Le Don Carlo de Želijko Lučić, sans jamais atteindre les sommets glorieux de Ludovic Tézier, et curieusement un peu trop « gentil » pour le rôle d’un personnage très cruel, garde toujours un timbre un peu terne mais Verdi lui va mieux que Puccini et il sait parer son chant de couleurs, respecter le legato verdien et ma foi, nous offrir une prestation plutôt agréable dans l’ensemble une fois ces réserves faites. Il n'est pas très à l'aise avec la mise en scène ce qui est tout à fait compréhensible, son allure ne colle pas trop non plus avec l'étudiant décrit à l'acte 2...

L’Alvaro de Bryan Jadge a manifestement beaucoup plu à certains critiques et il a certainement de nombreux mérites que je n’ai pas su déceler. Mais pour moi, c’est un ténor "à décibels", qui semblait surtout préoccupé par le fait de montrer la puissance de son organe, oubliant en route que sa partie est au contraire subtile et nuancée, comportant à l’instar de celle de Leonore, et à l’opposé de celle de Don Carlo, de nombreux changements de rythmes, de style et de volume. Si on ajoute une fâcheuse propension à prendre les aigus par en dessous et une diction italienne assez discutable (par moment on ne comprend pas ce qu’il chante), on comprendra que je n’ai pas vraiment accroché à une telle interprétation monolithique qui l’a conduit d’ailleurs, en contresens total avec l’œuvre, à dominer plusieurs fois Don Carlo lors de duos qui ne seront surement pas anthologiques…

La Preziosilla de Varduhi Abrahamyan est honnête mais le rôle est vraiment ingrat donc, globalement, j’ai plutôt envie de sincèrement la remercier d’avoir rendu cette partie vivante et sympathique.

Belle surprise avec le Padre Guardiano de Rafal Siwek que je ne connaissais pas et qui a une très belle voix de basse baryton, doublée d’une belle technique et d’une grande présence scénique.

Mille bravos aussi au Fra Melitone de Gabriele Viviani, parfaitement bien chanté, avec la truculence nécessaire et un timbre d’une très grande beauté.

Les rôles secondaires sont d’ailleurs tous de belle tenue.

Les plus grands moments de cette soirée, outre les airs de la grande Leonora d’Anja Harteros, ont été les moments orchestraux (avec l’ouverture magnifique mais placée après le premier acte) et ceux des chœurs avec en particulier un « maledizione » sublime en forte puis pianissimo puis forte d’une maitrise impressionnantes.
Très belle battue du chef Nicola Luisotti qui sait diriger du Verdi rempli de couleurs et de contrastes.

Le tout dans une salle loin d’être remplie (au contraire de la Flûte enchantée de la veille d’ailleurs), Anja Harteros n’étant pas à Paris la grande star qu’elle est en Allemagne.

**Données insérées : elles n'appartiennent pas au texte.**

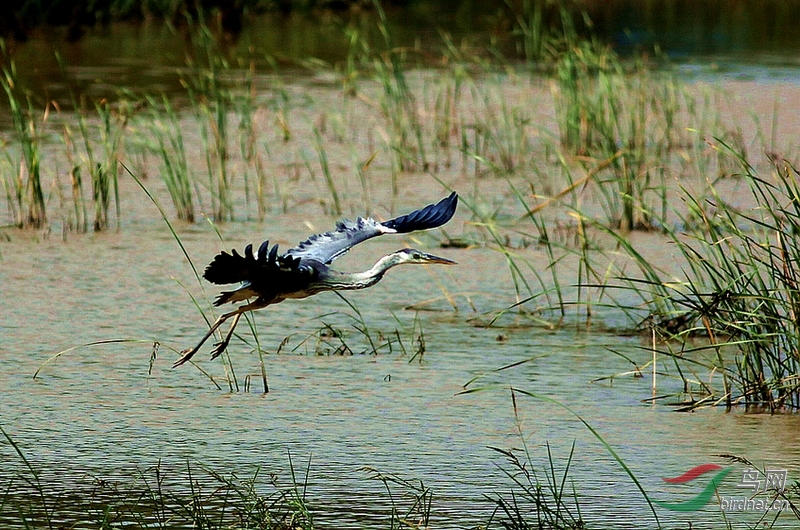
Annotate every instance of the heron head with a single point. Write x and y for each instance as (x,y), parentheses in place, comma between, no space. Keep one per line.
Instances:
(412,255)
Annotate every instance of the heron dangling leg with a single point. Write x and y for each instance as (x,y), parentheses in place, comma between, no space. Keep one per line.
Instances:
(220,346)
(188,354)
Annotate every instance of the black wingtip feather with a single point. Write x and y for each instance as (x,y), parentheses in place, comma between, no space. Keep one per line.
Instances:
(227,268)
(431,216)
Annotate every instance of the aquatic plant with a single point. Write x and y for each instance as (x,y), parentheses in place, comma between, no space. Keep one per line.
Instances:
(174,161)
(23,187)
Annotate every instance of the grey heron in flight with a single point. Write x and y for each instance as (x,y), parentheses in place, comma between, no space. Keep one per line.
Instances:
(304,270)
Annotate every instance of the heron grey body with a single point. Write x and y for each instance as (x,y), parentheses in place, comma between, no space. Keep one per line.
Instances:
(268,278)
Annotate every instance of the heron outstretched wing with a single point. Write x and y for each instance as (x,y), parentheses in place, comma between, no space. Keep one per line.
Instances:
(328,246)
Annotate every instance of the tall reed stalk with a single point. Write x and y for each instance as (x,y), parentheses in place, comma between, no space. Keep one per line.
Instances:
(24,190)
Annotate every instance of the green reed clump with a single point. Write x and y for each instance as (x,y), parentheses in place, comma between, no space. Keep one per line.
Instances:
(23,186)
(631,119)
(174,161)
(159,496)
(398,104)
(743,286)
(213,102)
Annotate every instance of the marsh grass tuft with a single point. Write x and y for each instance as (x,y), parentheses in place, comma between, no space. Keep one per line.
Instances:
(23,187)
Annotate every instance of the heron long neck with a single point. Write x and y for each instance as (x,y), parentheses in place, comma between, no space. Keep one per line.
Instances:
(362,280)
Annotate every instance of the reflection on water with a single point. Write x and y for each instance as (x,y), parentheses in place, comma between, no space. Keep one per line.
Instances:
(96,413)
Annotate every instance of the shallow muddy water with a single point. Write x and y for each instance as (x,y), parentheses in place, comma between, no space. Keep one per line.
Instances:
(95,412)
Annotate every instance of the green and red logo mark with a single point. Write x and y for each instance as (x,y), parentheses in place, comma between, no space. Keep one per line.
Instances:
(702,498)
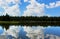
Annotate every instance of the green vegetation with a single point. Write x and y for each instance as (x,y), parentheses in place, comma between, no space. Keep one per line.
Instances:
(7,20)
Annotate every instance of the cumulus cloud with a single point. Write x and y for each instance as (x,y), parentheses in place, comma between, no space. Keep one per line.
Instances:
(34,32)
(34,9)
(53,5)
(25,0)
(11,10)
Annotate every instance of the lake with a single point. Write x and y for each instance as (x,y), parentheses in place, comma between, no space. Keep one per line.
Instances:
(30,32)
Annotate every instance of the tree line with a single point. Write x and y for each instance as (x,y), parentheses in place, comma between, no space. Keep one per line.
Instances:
(28,18)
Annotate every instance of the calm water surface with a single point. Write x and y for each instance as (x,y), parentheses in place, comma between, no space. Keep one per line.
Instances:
(34,32)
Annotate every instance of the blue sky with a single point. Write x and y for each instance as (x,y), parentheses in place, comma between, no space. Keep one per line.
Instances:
(19,7)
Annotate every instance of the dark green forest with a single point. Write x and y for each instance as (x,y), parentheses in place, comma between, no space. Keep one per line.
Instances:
(7,20)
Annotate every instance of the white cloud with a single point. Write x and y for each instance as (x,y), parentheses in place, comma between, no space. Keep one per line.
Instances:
(11,10)
(53,5)
(25,0)
(34,9)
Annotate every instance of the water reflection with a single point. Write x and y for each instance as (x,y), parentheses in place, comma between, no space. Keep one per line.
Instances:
(27,32)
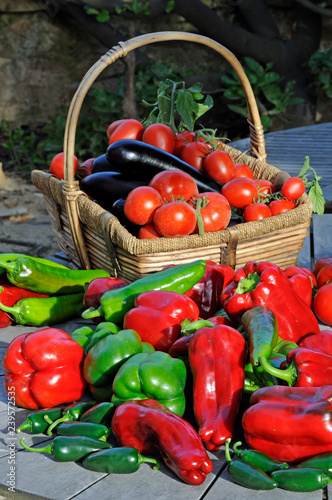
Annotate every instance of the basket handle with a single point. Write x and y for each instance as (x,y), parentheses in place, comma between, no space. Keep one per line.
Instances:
(71,187)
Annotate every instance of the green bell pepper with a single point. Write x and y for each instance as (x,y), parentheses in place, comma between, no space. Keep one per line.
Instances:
(105,358)
(153,375)
(114,304)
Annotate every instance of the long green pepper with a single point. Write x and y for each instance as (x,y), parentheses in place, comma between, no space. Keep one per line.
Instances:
(70,448)
(45,311)
(29,274)
(246,474)
(124,460)
(116,303)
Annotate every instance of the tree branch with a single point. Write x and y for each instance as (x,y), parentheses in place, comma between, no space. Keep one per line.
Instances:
(314,8)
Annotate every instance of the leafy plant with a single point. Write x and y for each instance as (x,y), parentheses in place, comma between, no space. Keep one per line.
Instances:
(21,146)
(320,64)
(267,88)
(175,102)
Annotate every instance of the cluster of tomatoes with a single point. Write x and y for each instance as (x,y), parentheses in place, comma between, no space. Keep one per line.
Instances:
(171,206)
(323,290)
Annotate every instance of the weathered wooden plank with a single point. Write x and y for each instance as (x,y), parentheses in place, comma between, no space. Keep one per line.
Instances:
(225,488)
(287,149)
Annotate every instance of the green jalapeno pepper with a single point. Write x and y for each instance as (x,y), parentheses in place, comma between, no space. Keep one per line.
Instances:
(26,273)
(322,461)
(101,413)
(301,478)
(246,474)
(122,460)
(71,413)
(114,304)
(38,421)
(69,448)
(45,311)
(259,459)
(88,429)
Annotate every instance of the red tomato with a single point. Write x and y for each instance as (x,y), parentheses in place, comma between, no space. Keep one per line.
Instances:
(256,211)
(321,263)
(141,204)
(322,304)
(215,212)
(239,192)
(114,125)
(264,189)
(56,166)
(242,170)
(293,188)
(324,275)
(219,166)
(175,219)
(174,184)
(148,232)
(128,129)
(194,154)
(159,135)
(281,206)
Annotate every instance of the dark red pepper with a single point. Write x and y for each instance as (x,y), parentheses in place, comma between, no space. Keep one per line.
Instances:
(217,357)
(151,428)
(302,283)
(158,315)
(303,368)
(289,423)
(321,341)
(207,291)
(266,284)
(9,295)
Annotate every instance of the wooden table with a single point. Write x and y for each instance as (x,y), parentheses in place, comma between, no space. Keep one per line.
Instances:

Dommage quand même de ne pas profiter de sa présence pour voir cette réalisation qui, sans laisser de souvenirs inoubliables, comporte au moins cette prestation exceptionnelle !
Il est vrai que les deux prestations de Munich puis de Londres de cette Forza, vues l'une il y a quelques années et l'autre il y a quelques semaines, donnaient une toute autre force à cette oeuvre un peu hybride mais musicalement fascinante.